Fix #697, improve handling of precondition obligations

[joscoh]

Issue #, if available: #697

Description of changes:
When generating function precondition proof obligations, Strata Core now:

• Short circuits by generating assumptions from boolean operators (not just "implies" as previously)
• Handles let-bindings lazily, including assumptions. This means that e.g. let x := 3 / 0 in true generates no proof obligations, and let x := 3 / 0 in true || (x > 0) generates a trivial one.

Includes unit tests in PreconditionsTests.lean and a short-circuiting example in FunctionPreconditions.lean.

By submitting this pull request, I confirm that you can use, modify, copy, and redistribute this contribution, under the terms of your choice.

[MikaelMayer]

Well-designed PR. The lazy let-binding semantics and short-circuit assumption propagation are cleanly implemented. The test coverage is thorough, covering ||, &&, ==>, unused let-bound variables, nested lets with body calls, and the bvar shifting logic. A few minor observations below.

[MikaelMayer]

Here is my last assessment and recommendation of the situation.
I think we should not have Core expressions (even with preconditions) creating proof obligations. Core expressions are always total and so are Core functions. The precondition mechanism we have is a way to only specify what the value of a function is if the precondition is satisfied, but we already assign an uninterpreted value if the precondition is not satisfied. So there is no error introduction.

This also means that the phase that removes function preconditions to introduce proof obligations should be done in the part of the pipeline where it's ok to consider preconditions as errors semantically, and where it's possible to insert assertions directly just before the function call. That part seems to be most likely Laurel, which combines statements and expressions seamlessly.

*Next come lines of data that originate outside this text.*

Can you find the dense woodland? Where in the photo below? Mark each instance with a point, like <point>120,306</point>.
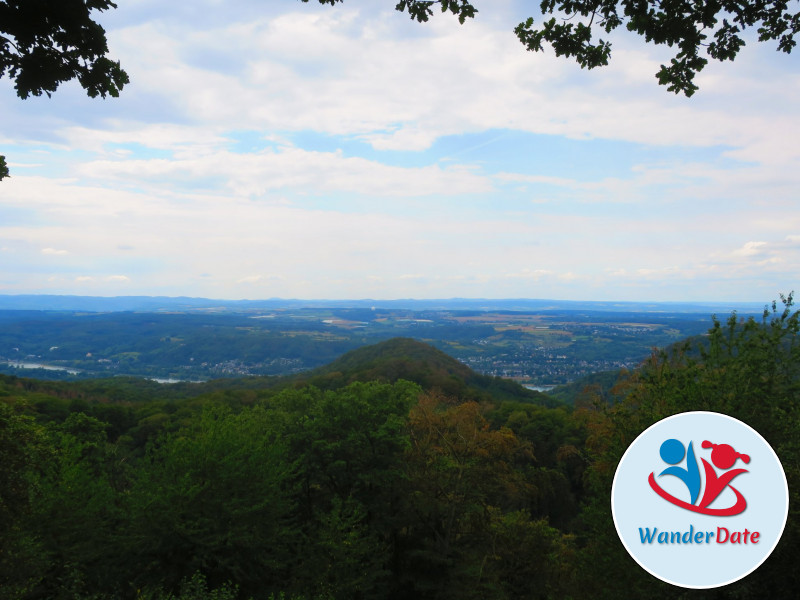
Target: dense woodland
<point>393,473</point>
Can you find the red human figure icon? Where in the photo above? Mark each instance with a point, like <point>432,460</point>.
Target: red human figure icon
<point>724,457</point>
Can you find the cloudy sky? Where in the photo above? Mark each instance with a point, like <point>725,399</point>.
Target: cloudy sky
<point>281,149</point>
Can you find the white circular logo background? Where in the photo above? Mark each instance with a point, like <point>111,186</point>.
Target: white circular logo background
<point>673,488</point>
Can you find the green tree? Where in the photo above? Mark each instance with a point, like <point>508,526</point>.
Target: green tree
<point>746,368</point>
<point>347,447</point>
<point>571,31</point>
<point>210,499</point>
<point>24,452</point>
<point>44,43</point>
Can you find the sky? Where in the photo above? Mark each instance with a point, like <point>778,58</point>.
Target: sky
<point>274,148</point>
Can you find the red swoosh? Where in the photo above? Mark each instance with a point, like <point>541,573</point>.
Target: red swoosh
<point>737,508</point>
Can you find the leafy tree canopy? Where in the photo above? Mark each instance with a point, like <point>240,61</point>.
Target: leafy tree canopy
<point>574,28</point>
<point>44,43</point>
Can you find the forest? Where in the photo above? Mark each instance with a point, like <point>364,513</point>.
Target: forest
<point>394,472</point>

I know that Core leverages these function preconditions in at least two places now: division by zero, datatype destructor ability. Both define two operators functions, one with preconditions and one without.
The problem is that the semantics of Core currently does not trigger errors or assertions on failing preconditions, so the path forward is to either go full mode and accept that expressions can fail, and that should be reflected in the semantics, so that we can prove the soundness of these potential failures when eliminating function preconditions; or my now slightly preferred that we move all these precondition checks to Laurel which is more suited than Core to do a small transformation that eliminate the function preconditions.

You can dismiss my review if others are convinced otherwise, but I think we are all in a state right now where we aren't sure of the current path we are taking, so I wanted to write down my own thoughts.

[joscoh]

Agree with Mikael that more discussion about the semantics is needed. Marking as a draft for now until we discuss.

[keyboardDrummer]

Hey, I'm not sure I follow all the details in the discussion, but still I think that

function A(): Bool
function B(): Bool requires A

const x := if A() then B() else false

should behave the same as:

function A(): Bool
function B(): Bool requires A

const x := A() && B()

And currently that's not the case for Core.

Would it be possible to only include the first part of this PR, Short circuits by generating assumptions from boolean operators (not just "implies" as previously), @MikaelMayer ?

A resolution of this issue is blocking the correct implementation of short-circuiting && and || in Laurel, which we need to replace Dafny for JVerify.